Keluarga tersebut diizinkan masuk ke Mesir pada akhir April, tempat kedua anak Abu Alroos tinggal. Dari sana, mereka menunggu hingga mendapat izin untuk datang ke AS.
Setelah tidak dapat bersekolah selama sebagian besar tahun ajaran lalu karena perang yang sedang berlangsung, Baraa dan saudara perempuannya mulai bersekolah di sekolah Islam yang sama dengan sekolah yang dihadiri anak-anak Musleh. Mereka berharap sekolah ini akan membawa Baraa dan Elaf pada suasana normal, rutinitas di tempat yang asing. Baraa mengatakan bahwa ia ingin menjadi arsitek saat ia besar nanti — untuk membangun kembali Gaza, katanya.
Sementara itu, keluarga harus menyeimbangkan pendidikan Baraa dengan waktu yang akan dihabiskannya di Rumah Sakit Shriners untuk operasi mendatang dan janji temu terapi fisik selama berbulan-bulan setelahnya.
HEAL Palestine tengah berupaya membawa lebih banyak anak dari Gaza ke AS untuk mendapatkan perawatan, kata seorang juru bicara organisasi tersebut. Namun, dalam beberapa bulan terakhir, sulit untuk mengevakuasi orang-orang dari Gaza setelah penutupan Perlintasan Rafah membatasi kemampuan warga Gaza untuk melarikan diri ke negara tetangga geografis mereka, Mesir, kata juru bicara tersebut.

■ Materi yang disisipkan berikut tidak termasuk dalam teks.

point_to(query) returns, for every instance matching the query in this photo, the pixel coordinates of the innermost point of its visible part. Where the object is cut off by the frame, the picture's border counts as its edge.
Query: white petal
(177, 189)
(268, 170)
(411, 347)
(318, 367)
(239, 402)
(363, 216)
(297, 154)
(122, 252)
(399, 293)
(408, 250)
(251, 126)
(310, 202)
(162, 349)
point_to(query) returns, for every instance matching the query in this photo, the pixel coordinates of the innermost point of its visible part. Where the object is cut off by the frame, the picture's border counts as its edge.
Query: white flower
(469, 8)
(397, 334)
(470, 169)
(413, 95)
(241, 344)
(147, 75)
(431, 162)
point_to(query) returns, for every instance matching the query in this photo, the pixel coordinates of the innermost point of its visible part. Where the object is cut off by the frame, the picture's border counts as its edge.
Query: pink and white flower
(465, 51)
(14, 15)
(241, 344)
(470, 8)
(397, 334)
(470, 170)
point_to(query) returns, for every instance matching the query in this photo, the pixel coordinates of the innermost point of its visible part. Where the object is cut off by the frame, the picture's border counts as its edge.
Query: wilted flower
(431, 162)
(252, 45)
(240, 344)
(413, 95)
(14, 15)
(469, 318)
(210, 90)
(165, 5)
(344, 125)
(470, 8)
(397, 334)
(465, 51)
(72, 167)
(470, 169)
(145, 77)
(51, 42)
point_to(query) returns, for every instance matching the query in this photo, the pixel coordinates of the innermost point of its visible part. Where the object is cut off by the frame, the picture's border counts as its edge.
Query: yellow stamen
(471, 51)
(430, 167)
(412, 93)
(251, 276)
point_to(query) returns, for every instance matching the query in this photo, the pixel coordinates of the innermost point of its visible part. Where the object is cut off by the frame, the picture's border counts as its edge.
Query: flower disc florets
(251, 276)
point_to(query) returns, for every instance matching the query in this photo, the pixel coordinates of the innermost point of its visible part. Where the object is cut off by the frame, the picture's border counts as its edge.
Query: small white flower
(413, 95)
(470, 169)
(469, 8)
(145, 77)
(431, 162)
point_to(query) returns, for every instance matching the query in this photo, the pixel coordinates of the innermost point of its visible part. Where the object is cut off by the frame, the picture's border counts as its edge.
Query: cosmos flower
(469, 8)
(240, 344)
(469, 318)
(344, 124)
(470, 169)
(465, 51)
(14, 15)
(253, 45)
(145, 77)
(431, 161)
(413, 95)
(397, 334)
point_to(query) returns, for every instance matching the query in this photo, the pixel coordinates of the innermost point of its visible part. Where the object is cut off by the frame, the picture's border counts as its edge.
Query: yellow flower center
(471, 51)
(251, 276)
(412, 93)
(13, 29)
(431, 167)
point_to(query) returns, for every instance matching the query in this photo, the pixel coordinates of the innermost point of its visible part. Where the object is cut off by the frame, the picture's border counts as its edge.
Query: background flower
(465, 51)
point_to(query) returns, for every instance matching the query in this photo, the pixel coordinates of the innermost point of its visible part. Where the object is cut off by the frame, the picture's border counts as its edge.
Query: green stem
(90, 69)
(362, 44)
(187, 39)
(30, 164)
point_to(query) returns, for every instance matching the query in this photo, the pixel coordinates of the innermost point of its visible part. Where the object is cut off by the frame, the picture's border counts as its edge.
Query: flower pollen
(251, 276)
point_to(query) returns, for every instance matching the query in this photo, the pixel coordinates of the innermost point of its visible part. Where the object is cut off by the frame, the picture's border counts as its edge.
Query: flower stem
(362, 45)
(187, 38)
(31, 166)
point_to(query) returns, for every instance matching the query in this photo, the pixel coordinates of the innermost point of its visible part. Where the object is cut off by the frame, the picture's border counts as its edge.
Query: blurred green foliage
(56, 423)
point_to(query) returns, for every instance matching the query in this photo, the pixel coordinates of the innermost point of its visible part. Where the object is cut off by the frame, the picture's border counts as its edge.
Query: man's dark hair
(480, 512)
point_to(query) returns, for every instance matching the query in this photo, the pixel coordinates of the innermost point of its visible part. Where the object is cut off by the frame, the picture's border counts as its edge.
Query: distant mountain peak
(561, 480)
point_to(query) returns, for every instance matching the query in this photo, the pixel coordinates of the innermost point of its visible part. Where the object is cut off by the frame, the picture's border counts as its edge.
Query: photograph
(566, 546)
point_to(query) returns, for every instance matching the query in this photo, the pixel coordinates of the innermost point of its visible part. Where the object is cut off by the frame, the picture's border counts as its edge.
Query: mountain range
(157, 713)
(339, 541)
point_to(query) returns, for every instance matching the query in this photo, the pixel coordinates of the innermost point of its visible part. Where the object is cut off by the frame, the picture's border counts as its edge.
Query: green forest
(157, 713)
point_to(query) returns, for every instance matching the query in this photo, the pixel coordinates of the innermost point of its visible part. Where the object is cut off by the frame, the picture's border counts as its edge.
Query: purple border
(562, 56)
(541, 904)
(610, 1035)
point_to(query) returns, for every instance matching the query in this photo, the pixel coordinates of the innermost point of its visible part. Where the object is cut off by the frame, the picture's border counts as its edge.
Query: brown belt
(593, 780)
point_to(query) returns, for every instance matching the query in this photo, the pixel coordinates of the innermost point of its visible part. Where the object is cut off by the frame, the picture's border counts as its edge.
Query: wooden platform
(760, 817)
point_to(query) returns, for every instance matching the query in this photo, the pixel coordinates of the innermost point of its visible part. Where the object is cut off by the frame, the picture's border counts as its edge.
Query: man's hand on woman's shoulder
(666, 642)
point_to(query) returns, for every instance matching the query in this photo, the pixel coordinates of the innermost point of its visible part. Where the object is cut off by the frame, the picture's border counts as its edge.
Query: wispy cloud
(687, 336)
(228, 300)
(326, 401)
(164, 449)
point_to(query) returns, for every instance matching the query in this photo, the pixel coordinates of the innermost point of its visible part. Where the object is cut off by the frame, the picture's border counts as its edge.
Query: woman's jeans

Organisasi ini memiliki staf di Gaza, Tepi Barat, Mesir, dan AS, dan bekerja dengan keluarga-keluarga yang tinggal di AS seperti keluarga Musleh untuk menyediakan tempat tinggal dan merawat keluarga-keluarga yang tiba di AS untuk perawatan medis.
“Mereka berpikir bahwa dunia — dan mereka memang gagal — telah mengecewakan mereka, tetapi mereka berpikir bahwa tidak ada seorang pun yang memikirkan mereka,” kata juru bicara pendiri perusahaan tersebut, Steve Sosebee. “Jadi begitu mereka berada di AS dan melihat sambutan hangat dari warga AS, mereka berubah pikiran bahwa, ya, kami masih dicari. Kami masih punya kesempatan.”
Anak lain dari Gaza — Khalil Abu Shaban, 13 tahun — tiba di Chicago pada tanggal 7 Agustus dan tinggal bersama Sirage al-Tarifi dan istrinya, teman keluarga Musleh. Keluarga tersebut menghabiskan waktu bersama Baraa dan melihat apa yang dilakukan Musleh, dan ketika mereka mendapat telepon bahwa anak lainnya membutuhkan tempat tinggal di Chicago, mereka pun mengajukan diri.
“Kami merasa Tuhan mengirimkan mereka kepada kami,” kata al-Tarifi. “Apa pun yang dapat kami lakukan untuk membantu — orang-orang yang kehilangan segalanya dalam semalam. Kami seharusnya merasa diberkati dengan cara semua hal di sini berjalan baik dan damai, dan mencoba membantu orang lain, membuat keadaan mereka lebih baik.”
Malam saat Abu Shaban tiba, kedua keluarga berkumpul untuk makan bersama, seperti yang dilakukan keluarga Musleh saat pertama kali menyambut Baraa dan keluarganya. Mereka juga membawa Leyan Albaz, 14 tahun, anak pertama yang datang ke Chicago untuk berobat di Gaza selama perang. Sejak saat itu, ia sudah bisa berjalan lagi dengan bantuan prostetik. Dan siklus ketidaktahuan, penyesuaian, dan penyembuhan pun dimulai lagi, kali ini untuk keluarga baru.
“Sekarang giliran saya untuk menghibur wanita yang datang,” kata Abu alroos. “Dia juga punya ketakutan yang sama. Saya katakan padanya untuk tidak khawatir — dia ditangani dengan baik.”